Issue with finetuning a seq-to-seq model

jsrozner · October 27, 2020, 7:23pm

Were you able to get things working?

jsrozner · October 28, 2020, 4:17am

Also, the decoder for T5 in general seems not to print decoded special tokens even when skip_special_tokens is false. I filed a bug github issue

danyaljj · October 28, 2020, 4:41am

Sorry, I haven’t been able to look more into this (more, next week).
But my guess is that there is a problem with end-of-sentence special token that the model fails generate reasonably-lengthed sentences (potentially related to the issue that you filed).

jsrozner · November 4, 2020, 8:48pm

I’m a little confused about decoder_input_ids, labels, and loss calculations. The T5 examples I’m looking at all do it slightly differently, and the documentation seems a bit unclear.

I want to train a seq2seq task that involves language generation. I have source and target “sentences” that are pretokenized (via batch_encode_plus). (Note that batch_encode_plus should be appending the EOS tokens to all of the inputs and targets). The model gets an input sequence and should generate a full output sequence, where I’m finetuning it on these source=> target pairs. I am not using any of the extra_id.

First, I am setting up labels as follows:

src_ids = batch["source_ids"].to(device, dtype=torch.long)
src_mask = batch["source_mask"].to(device, dtype=torch.long)
tgt_ids = batch["target_ids"].to(device, dtype=torch.long)

# set up labels
tgt_ids[tgt_ids[:,:] == 0 ] = -100     # I guess could use masked_fill_()
label_ids = tgt_ids.to(device)        # redundant to send to device twice?
out_dict = model(src_ids, attention_mask=src_mask, labels=label_ids, return_dict=True)
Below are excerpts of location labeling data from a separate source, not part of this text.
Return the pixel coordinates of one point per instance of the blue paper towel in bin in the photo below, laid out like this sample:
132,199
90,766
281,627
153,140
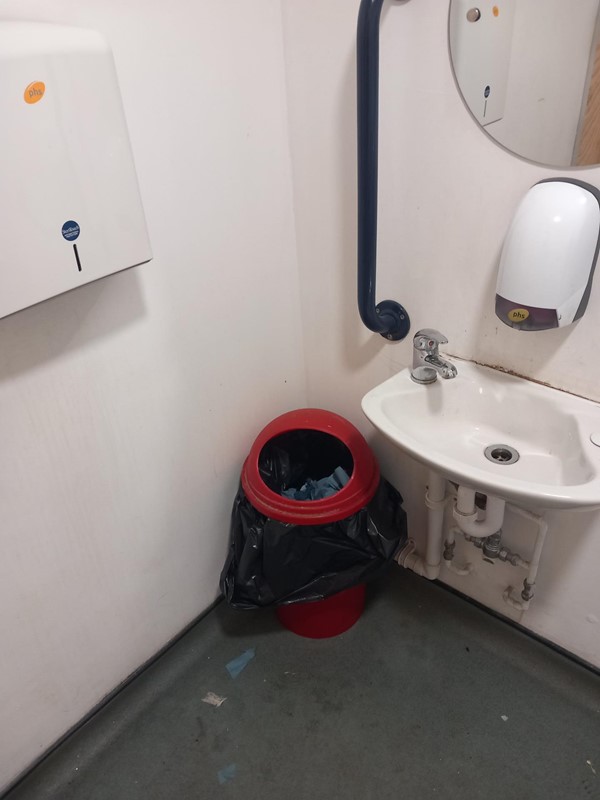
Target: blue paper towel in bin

Should I be cloning or detaching here (as seen in the example below)?

Primary question: decoder_input_ids vs labels

– When labels are given (without decoder_inputs), as I have done above, the model will call shift_right, which shifts the labels right (by one) and replaces any -100s with 0s;
– see _shift_right(), where we have this line
shifted_input_ids.masked_fill_(shifted_input_ids == -100, pad_token_id)

But decoder_input_ids vs labels seem to be handled differently in various linked examples. Consider

This t5 finetuning for summary generation example seems not to do the initial right shift

y = data['target_ids'].to(device, dtype = torch.long)
y_ids = y[:, :-1].contiguous()
lm_labels = y[:, 1:].clone().detach()
lm_labels[y[:, 1:] == tokenizer.pad_token_id] = -100
ids = data['source_ids'].to(device, dtype = torch.long)
mask = data['source_mask'].to(device, dtype = torch.long)

outputs = model(input_ids = ids, attention_mask = mask, decoder_input_ids=y_ids, lm_labels=lm_labels)
loss = outputs[0]

Is it a problem that they don’t do the right shift?

And finetune.py from the transformer’s library (in `_step`) does this:

src_ids, src_mask = batch["input_ids"], batch["attention_mask"]
tgt_ids = batch["labels"]
if isinstance(self.model, T5ForConditionalGeneration):
    decoder_input_ids = self.model._shift_right(tgt_ids)
else:  # for bart
    decoder_input_ids = shift_tokens_right(tgt_ids, pad_token_id)
outputs = self(src_ids, attention_mask=src_mask, decoder_input_ids=decoder_input_ids, use_cache=False)
lm_logits = outputs[0]

if self.hparams.label_smoothing == 0:
	# Same behavior as modeling_bart.py, besides ignoring pad_token_id
	ce_loss_fct = torch.nn.CrossEntropyLoss(ignore_index=pad_token_id)

	assert lm_logits.shape[-1] == self.vocab_size
	loss = ce_loss_fct(lm_logits.view(-1, lm_logits.shape[-1]), tgt_ids.view(-1))

Questions:

I don’t get why we do the right_shift_ outside of the call to self(..) rather than just letting the model do it for us (i.e. by passing labels instead of decoder_input_ids). Why do it this way?
How does this loss computation differ from what outputs[1] (loss) would be when computed by the model during the outputs=self(...) call? If we passed the labels into the self(..., labels=) would the model’s loss output be the same as the one we get here?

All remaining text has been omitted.